Thanks for the reminder @Alexey . Just finished my transfer, moved my database from a share to a local NVME, and I’m off again. Time will tell if my audit drops at all, but I think I’m out of the woods.

Thanks everyone!

Morcin42 · June 4, 2024, 7:47pm

Thanks, I’ll try rclone for the other two nodes.
As for your setup with unraid, just some advice, i’ve been down that road. If you are using your unraid server for anything other than storj, don’t put the nodes on the array. Your performance will degrade over time the bigger your node gets. Also, the unraid parity checks do not play nice with the IO the nodes generate. It will cause the parity checks to take days, all the while your nodes suffer and lose uptime.

I started my own nodes on unraid that way. Later, as they grew, I moved my nodes over to separate disks using the unassigned devices plugin and then, as soon as unraid started supporting that, single disk pools. And I’m now at the point of moving my nodes away from Unraid entirely to move to a dedicated server. (though that is not for performance reasons, the single disk pools actually perform great)

Chrysen · February 7, 2025, 8:18pm

Is it ok to restart the copied node without trash garbage and archive?
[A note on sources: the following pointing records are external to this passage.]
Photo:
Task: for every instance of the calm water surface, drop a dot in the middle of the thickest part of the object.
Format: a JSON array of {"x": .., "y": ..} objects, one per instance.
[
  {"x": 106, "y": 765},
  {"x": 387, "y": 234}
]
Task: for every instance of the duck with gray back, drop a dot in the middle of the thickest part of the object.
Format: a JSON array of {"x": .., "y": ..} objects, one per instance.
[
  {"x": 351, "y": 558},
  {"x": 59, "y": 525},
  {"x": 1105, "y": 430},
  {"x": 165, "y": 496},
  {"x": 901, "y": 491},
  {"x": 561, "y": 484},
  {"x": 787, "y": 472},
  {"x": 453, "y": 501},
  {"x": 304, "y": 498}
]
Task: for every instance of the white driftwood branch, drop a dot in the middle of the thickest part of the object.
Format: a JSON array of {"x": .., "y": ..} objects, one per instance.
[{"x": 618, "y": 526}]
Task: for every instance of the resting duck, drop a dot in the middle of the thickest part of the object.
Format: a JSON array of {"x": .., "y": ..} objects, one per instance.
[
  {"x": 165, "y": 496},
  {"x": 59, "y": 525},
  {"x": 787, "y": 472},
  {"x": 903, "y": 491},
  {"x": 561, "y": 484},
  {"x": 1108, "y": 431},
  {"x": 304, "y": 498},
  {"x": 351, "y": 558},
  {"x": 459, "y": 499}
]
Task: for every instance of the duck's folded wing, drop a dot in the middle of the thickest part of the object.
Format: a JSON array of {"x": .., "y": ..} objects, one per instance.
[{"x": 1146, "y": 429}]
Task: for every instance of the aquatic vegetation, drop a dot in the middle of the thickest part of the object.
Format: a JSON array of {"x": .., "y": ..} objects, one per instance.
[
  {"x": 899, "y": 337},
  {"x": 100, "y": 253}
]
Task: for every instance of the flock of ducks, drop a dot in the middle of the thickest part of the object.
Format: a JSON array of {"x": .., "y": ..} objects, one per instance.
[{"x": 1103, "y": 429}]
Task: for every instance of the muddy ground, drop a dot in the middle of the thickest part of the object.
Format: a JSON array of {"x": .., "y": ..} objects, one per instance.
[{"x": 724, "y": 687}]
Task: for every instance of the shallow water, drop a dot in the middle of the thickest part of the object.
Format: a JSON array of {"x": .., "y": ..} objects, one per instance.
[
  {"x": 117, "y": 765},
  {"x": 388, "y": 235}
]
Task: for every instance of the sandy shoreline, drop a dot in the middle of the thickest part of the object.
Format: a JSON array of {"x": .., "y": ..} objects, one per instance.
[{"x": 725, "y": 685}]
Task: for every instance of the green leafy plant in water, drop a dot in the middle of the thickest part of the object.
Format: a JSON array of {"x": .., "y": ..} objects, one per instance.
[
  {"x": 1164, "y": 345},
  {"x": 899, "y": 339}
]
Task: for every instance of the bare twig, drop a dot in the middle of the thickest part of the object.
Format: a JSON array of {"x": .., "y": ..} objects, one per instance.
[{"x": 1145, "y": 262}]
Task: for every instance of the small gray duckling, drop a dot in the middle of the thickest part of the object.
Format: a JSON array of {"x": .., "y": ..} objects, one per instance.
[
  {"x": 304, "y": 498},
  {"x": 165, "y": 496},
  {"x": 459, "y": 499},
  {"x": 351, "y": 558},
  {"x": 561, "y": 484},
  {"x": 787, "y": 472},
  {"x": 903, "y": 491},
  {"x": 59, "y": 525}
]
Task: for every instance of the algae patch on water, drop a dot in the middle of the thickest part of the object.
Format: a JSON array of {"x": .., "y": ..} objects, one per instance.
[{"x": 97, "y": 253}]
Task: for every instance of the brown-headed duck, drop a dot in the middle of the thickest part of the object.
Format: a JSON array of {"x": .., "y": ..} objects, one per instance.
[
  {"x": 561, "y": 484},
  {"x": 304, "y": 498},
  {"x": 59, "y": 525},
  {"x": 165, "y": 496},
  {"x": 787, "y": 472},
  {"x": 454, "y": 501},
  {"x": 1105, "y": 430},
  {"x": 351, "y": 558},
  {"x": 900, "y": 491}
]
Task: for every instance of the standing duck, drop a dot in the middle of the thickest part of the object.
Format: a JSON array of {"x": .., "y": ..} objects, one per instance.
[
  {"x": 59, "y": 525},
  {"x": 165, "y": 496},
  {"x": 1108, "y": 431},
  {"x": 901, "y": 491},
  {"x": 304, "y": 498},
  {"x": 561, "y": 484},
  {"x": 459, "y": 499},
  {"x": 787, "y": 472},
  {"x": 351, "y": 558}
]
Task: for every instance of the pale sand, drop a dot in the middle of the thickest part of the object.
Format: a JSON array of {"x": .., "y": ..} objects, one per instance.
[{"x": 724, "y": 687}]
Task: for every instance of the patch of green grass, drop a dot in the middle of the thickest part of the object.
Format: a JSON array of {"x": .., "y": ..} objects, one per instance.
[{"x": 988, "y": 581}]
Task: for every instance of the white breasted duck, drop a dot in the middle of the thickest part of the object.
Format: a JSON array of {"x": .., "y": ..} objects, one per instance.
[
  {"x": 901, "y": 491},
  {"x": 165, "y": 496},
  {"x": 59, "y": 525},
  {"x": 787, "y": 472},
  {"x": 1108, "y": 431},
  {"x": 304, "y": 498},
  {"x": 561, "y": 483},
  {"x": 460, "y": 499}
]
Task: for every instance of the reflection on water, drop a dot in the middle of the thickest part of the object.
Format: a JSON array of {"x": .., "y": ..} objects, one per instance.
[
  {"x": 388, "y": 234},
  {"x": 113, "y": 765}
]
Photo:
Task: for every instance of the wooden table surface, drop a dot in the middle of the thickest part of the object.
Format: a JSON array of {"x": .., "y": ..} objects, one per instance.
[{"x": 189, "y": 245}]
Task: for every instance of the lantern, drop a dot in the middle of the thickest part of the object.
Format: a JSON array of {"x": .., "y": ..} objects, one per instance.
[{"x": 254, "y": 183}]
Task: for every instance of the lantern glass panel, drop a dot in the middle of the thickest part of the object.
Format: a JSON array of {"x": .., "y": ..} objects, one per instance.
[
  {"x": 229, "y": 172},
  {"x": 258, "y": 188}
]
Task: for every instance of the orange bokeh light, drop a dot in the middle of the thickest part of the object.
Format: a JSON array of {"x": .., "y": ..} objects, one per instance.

EasyRhino · February 7, 2025, 9:32pm

for the trash one you should keep it back 7 days, even trash can get audited.

garbage and archive really shouldn’t have much at all data in them and shouldn’t matter.

Chrysen · February 13, 2025, 4:59am

I am currently copying a node to a new HDD with rclone. I run it a few times with copy, then stopped the node and ran it again with sync.

Copying was quite fast with sync, but deleting takes a long time. Can you run the node when the sync is running?

Of course you have to do the last sync when it is off so that the last changes are on the new HDD.

EasyRhino · February 13, 2025, 5:25pm

you can run it in the “old” location while the sync is still running, yes.

And yes it takes forever

and yes deleting is also surprisingly slow.